Backing up your computer and website is essential for many reasons. Websites and computers can be hacked and both can suffer from hardware failures.
In a recent survey, 54% of people said they either know someone, or have themselves recently lost data.
Backing up your website and computer is essential to protect yourself and your business from:
Your backup is only useful if it's intact, accessible and usable.
A 3-2-1 strategy means having at least 3 total copies of your data, 2 of which are local but on different mediums (read: devices), and at least 1 copy offsite.
We’ll use “My-kitten.jpg” as an example for this scenario. My-Kitten.jpg lives on your computer at home, it was a picture that you took of your cat in 2012 and there's only one copy of the data.
You also have an external hard drive that you use for backing up your computer (probably unlikely though). As part of its backup process, that external hard drive will back up My-kitten.jpg. That’s a second copy, on a different device or medium. In addition that external hard drive, you also have an online backup solution. The online backup continuously scans your computer and uploads your data offsite to a data centre. Kitten.jpg is included in this upload, and that becomes the third copy of your data.
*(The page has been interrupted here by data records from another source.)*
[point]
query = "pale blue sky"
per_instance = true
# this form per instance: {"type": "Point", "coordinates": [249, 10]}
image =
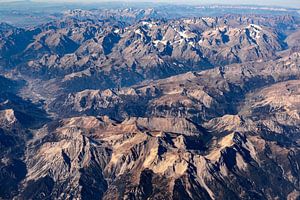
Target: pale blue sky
{"type": "Point", "coordinates": [283, 3]}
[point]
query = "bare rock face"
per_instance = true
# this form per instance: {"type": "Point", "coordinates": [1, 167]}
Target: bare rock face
{"type": "Point", "coordinates": [152, 158]}
{"type": "Point", "coordinates": [138, 107]}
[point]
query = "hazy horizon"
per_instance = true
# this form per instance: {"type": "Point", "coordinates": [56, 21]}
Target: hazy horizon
{"type": "Point", "coordinates": [281, 3]}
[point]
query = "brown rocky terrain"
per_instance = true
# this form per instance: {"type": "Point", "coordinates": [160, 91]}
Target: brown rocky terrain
{"type": "Point", "coordinates": [150, 108]}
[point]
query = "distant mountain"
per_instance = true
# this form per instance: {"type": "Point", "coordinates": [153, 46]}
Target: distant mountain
{"type": "Point", "coordinates": [135, 104]}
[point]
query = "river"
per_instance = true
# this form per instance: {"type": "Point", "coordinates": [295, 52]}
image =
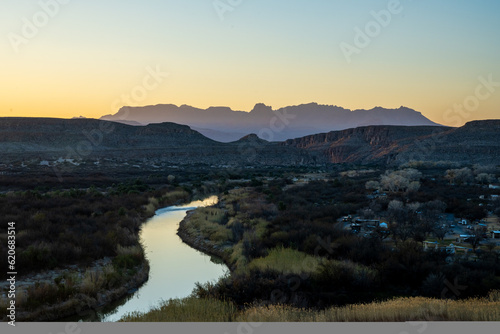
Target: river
{"type": "Point", "coordinates": [174, 266]}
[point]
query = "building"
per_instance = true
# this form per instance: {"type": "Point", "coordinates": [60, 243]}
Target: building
{"type": "Point", "coordinates": [495, 234]}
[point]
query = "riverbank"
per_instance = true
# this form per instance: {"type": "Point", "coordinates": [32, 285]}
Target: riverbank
{"type": "Point", "coordinates": [199, 242]}
{"type": "Point", "coordinates": [81, 304]}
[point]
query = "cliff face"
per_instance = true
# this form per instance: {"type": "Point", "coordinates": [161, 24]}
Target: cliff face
{"type": "Point", "coordinates": [365, 144]}
{"type": "Point", "coordinates": [224, 124]}
{"type": "Point", "coordinates": [477, 141]}
{"type": "Point", "coordinates": [52, 139]}
{"type": "Point", "coordinates": [87, 139]}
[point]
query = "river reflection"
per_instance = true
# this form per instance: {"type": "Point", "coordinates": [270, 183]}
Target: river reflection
{"type": "Point", "coordinates": [174, 266]}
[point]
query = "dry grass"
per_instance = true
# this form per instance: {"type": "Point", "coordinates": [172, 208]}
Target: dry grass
{"type": "Point", "coordinates": [287, 261]}
{"type": "Point", "coordinates": [187, 310]}
{"type": "Point", "coordinates": [396, 310]}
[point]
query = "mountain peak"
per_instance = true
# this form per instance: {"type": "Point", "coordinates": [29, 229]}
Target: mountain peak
{"type": "Point", "coordinates": [261, 107]}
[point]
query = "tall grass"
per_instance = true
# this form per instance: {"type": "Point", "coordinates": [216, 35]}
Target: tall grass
{"type": "Point", "coordinates": [396, 310]}
{"type": "Point", "coordinates": [287, 261]}
{"type": "Point", "coordinates": [187, 310]}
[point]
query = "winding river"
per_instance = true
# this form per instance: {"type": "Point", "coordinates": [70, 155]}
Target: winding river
{"type": "Point", "coordinates": [174, 266]}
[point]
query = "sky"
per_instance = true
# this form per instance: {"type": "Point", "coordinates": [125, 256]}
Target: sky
{"type": "Point", "coordinates": [66, 58]}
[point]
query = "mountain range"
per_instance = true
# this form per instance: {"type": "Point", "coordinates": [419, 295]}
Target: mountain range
{"type": "Point", "coordinates": [226, 125]}
{"type": "Point", "coordinates": [88, 139]}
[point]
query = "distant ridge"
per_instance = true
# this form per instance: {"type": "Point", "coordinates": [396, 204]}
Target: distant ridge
{"type": "Point", "coordinates": [50, 139]}
{"type": "Point", "coordinates": [226, 125]}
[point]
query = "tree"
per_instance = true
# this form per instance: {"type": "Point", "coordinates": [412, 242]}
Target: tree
{"type": "Point", "coordinates": [372, 185]}
{"type": "Point", "coordinates": [459, 176]}
{"type": "Point", "coordinates": [485, 178]}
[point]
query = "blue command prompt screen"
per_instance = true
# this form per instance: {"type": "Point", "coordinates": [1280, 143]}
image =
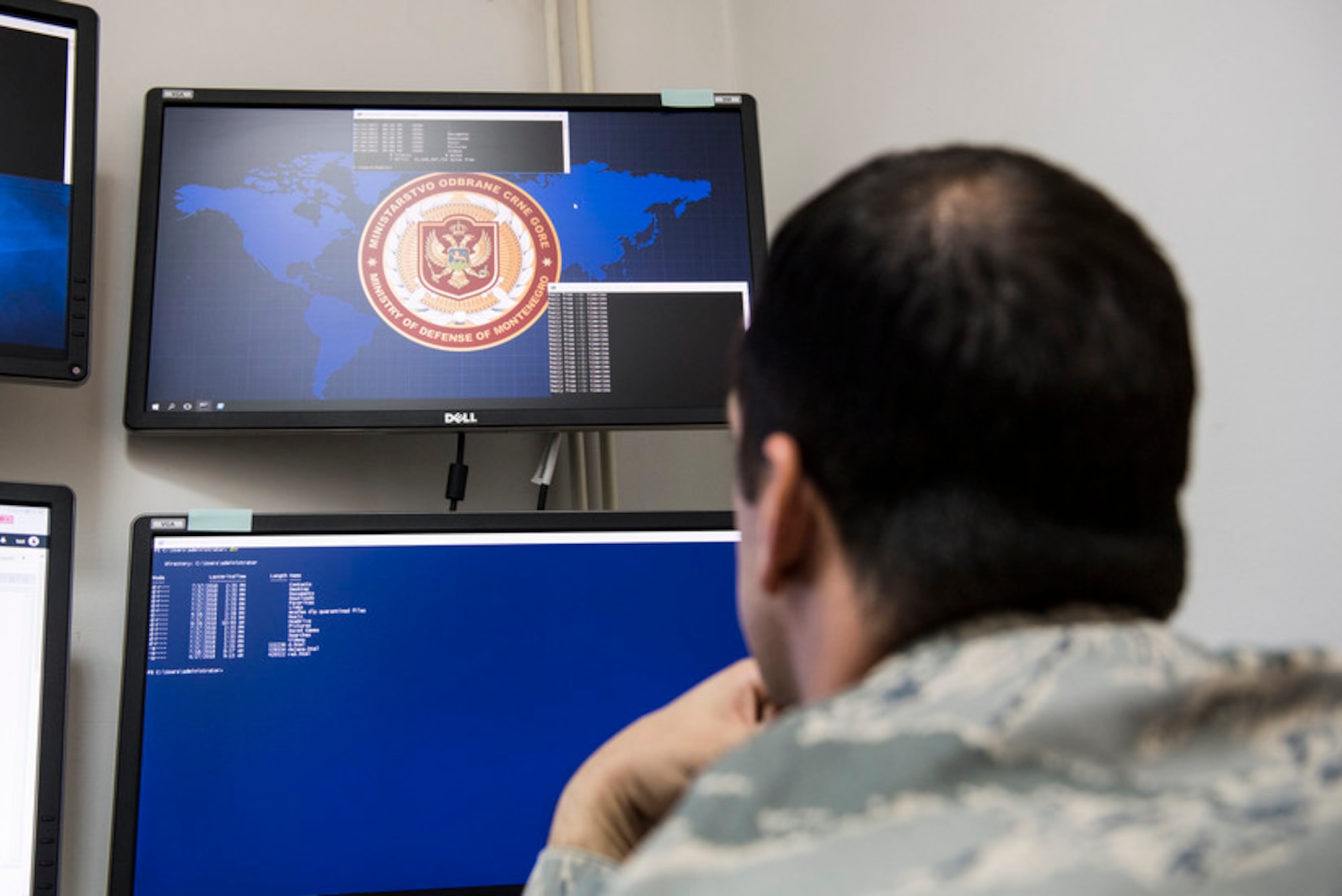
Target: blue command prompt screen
{"type": "Point", "coordinates": [393, 713]}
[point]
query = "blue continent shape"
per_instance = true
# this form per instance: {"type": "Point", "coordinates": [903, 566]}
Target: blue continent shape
{"type": "Point", "coordinates": [268, 202]}
{"type": "Point", "coordinates": [629, 205]}
{"type": "Point", "coordinates": [264, 210]}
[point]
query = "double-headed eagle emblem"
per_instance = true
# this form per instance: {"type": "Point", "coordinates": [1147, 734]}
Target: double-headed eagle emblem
{"type": "Point", "coordinates": [458, 254]}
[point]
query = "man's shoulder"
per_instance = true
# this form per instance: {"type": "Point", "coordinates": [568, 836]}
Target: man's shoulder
{"type": "Point", "coordinates": [1062, 753]}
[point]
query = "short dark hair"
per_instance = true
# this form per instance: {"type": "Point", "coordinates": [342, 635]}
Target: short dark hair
{"type": "Point", "coordinates": [987, 367]}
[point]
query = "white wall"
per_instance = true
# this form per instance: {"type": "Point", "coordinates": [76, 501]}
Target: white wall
{"type": "Point", "coordinates": [1217, 123]}
{"type": "Point", "coordinates": [1214, 120]}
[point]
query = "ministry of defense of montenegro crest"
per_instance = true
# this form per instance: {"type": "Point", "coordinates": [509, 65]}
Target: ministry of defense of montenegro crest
{"type": "Point", "coordinates": [460, 262]}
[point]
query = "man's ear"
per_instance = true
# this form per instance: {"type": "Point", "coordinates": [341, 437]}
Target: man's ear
{"type": "Point", "coordinates": [787, 509]}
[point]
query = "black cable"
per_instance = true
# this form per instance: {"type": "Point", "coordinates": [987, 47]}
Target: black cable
{"type": "Point", "coordinates": [457, 474]}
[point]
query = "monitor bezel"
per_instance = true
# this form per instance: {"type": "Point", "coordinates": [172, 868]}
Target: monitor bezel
{"type": "Point", "coordinates": [70, 364]}
{"type": "Point", "coordinates": [150, 528]}
{"type": "Point", "coordinates": [138, 419]}
{"type": "Point", "coordinates": [56, 654]}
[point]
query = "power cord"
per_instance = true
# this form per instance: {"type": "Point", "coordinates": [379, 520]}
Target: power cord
{"type": "Point", "coordinates": [457, 474]}
{"type": "Point", "coordinates": [546, 470]}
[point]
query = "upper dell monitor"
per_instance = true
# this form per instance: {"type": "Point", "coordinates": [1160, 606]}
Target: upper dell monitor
{"type": "Point", "coordinates": [49, 84]}
{"type": "Point", "coordinates": [372, 261]}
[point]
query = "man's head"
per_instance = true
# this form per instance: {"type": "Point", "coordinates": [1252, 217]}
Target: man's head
{"type": "Point", "coordinates": [984, 368]}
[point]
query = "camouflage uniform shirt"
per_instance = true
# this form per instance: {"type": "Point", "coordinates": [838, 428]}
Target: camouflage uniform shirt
{"type": "Point", "coordinates": [1089, 757]}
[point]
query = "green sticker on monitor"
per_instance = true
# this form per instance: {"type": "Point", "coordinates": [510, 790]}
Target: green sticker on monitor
{"type": "Point", "coordinates": [219, 521]}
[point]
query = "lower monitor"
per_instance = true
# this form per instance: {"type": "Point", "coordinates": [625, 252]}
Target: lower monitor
{"type": "Point", "coordinates": [391, 705]}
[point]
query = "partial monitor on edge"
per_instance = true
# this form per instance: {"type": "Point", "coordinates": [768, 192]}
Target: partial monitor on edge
{"type": "Point", "coordinates": [37, 532]}
{"type": "Point", "coordinates": [49, 85]}
{"type": "Point", "coordinates": [376, 261]}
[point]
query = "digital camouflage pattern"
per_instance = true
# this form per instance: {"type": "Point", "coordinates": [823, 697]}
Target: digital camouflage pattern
{"type": "Point", "coordinates": [1073, 759]}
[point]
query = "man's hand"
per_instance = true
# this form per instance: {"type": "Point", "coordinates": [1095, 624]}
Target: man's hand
{"type": "Point", "coordinates": [627, 787]}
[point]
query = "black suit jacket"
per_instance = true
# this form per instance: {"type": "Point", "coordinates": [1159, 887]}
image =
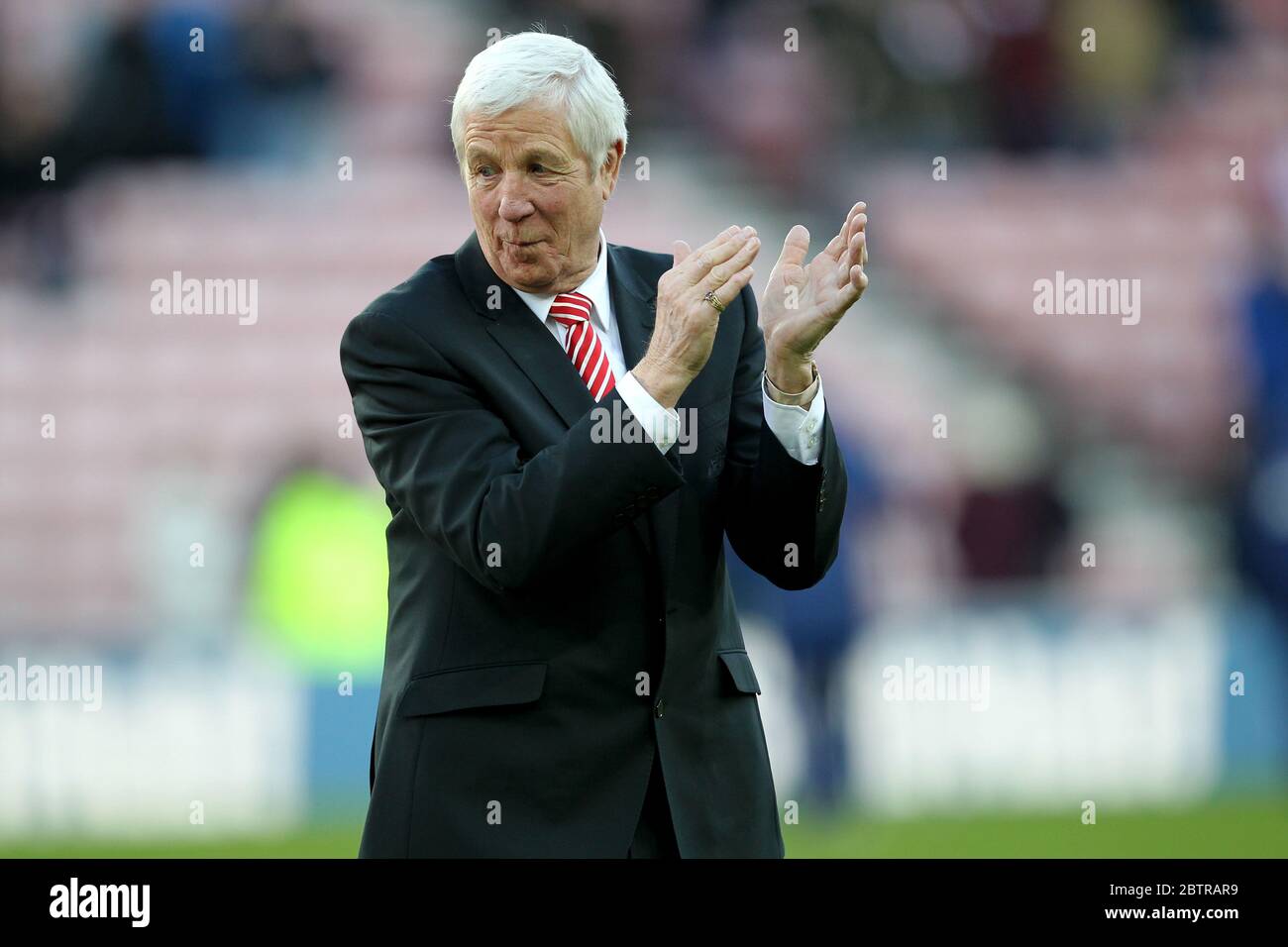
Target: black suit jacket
{"type": "Point", "coordinates": [539, 573]}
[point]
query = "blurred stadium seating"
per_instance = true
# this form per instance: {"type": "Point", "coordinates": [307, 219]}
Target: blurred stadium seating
{"type": "Point", "coordinates": [1108, 684]}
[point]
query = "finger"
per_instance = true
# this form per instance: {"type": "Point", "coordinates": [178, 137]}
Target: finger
{"type": "Point", "coordinates": [853, 256]}
{"type": "Point", "coordinates": [681, 250]}
{"type": "Point", "coordinates": [795, 248]}
{"type": "Point", "coordinates": [720, 273]}
{"type": "Point", "coordinates": [698, 266]}
{"type": "Point", "coordinates": [858, 281]}
{"type": "Point", "coordinates": [724, 236]}
{"type": "Point", "coordinates": [729, 290]}
{"type": "Point", "coordinates": [842, 240]}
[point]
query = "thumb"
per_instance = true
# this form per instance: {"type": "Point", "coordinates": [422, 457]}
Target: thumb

With two onsite sources if the computer HDD fails you can easily recover your data using your second source (the external HDD). Hard disk drives typically have a working life of around five years.
Using the backup feature of Windows (search for "backup" using the Windows key) you should at least backup your documents and settings. If you aren't sure what should be backed up allow Windows to decide for you. It's a good idea to let Windows make an image of your HDD in case it fails and you need to restore Windows itself. This can only be done using your own external HDD.
Ideally on alternate days you should use another external HDD and store the drive with the oldest copy off-site. If you have an office store the home offsite backup at the office and the office offsite backup at home. This way if your home or office is destroyed you will still have your data (but no house/office). Without an office available keep the off-site copy at a friend's house or if there's nothing else use your garage.
Backup's should be done at least once a month, but it depends how valuable your data is. If it's irreplaceable more frequent is better. It also depends how much of your time would be needed to reproduce the data such as spreadsheets and reports and so on. For labour intensive data even backing up every hour would not be unreasonable.
If you remember to keep that external hard drive fairly up to date, the exposure for data loss is fairly minimal, as you might only be exposed to losing the files that were on your laptop that had not yet been copied to the external hard drive. .
Is it best to use offsite or online? Both have their advantages but with Microsoft's One Drive, Google's Drive and Dropbox it's possible to use both and mostly for free! One Drive comes with Windows and Google Drive for Windows is available for download.
They both mirror what's in the One Drive and Google Drive folders respectively on your hard disk. Dropbox probably has a similar application.
As the space is limited (5GB for One Drive and 15GB for Google) it's best to use it sparingly.
Subscribing to Microsoft's 365 service is worthwhile to safeguard your data. Not only do you get up to five accounts to give away with 1TB of storage each but you also get access to the full latest suite of Microsoft's Office products including Word and Excel.
If you have lots of images backing them yourself is a good idea, but as the space needed is large it's best to "mirror" your image folder onto a separate external HDD to your main backup. Mirroring means to make and keep an exact copy of your main image storage folder on another drive.
Online photo storage is available with Flickr and Google Photos. Flickr gives you unlimited storage for a small subscription and stores them at full resolution. Plus there's a useful large community of photographers to share and critique your work with.
Google Photos allows limited storage but the images are shrunk to around 14 mega pixels, which is almost the full size of what a digital SLR camera outputs. There's an automatic up-loader for Google which comes with Android but the Flickr one is only available to paying members.
There is no such thing as a perfect backup system, but the 3-2-1 approach is a great start for the majority of people and businesses. No backup medium can be guaranteed to be completely reliable, but if one fails and you have another one that you can restore your data from. It's highly unlikely that both will fail and even rarer for an online copy to fail.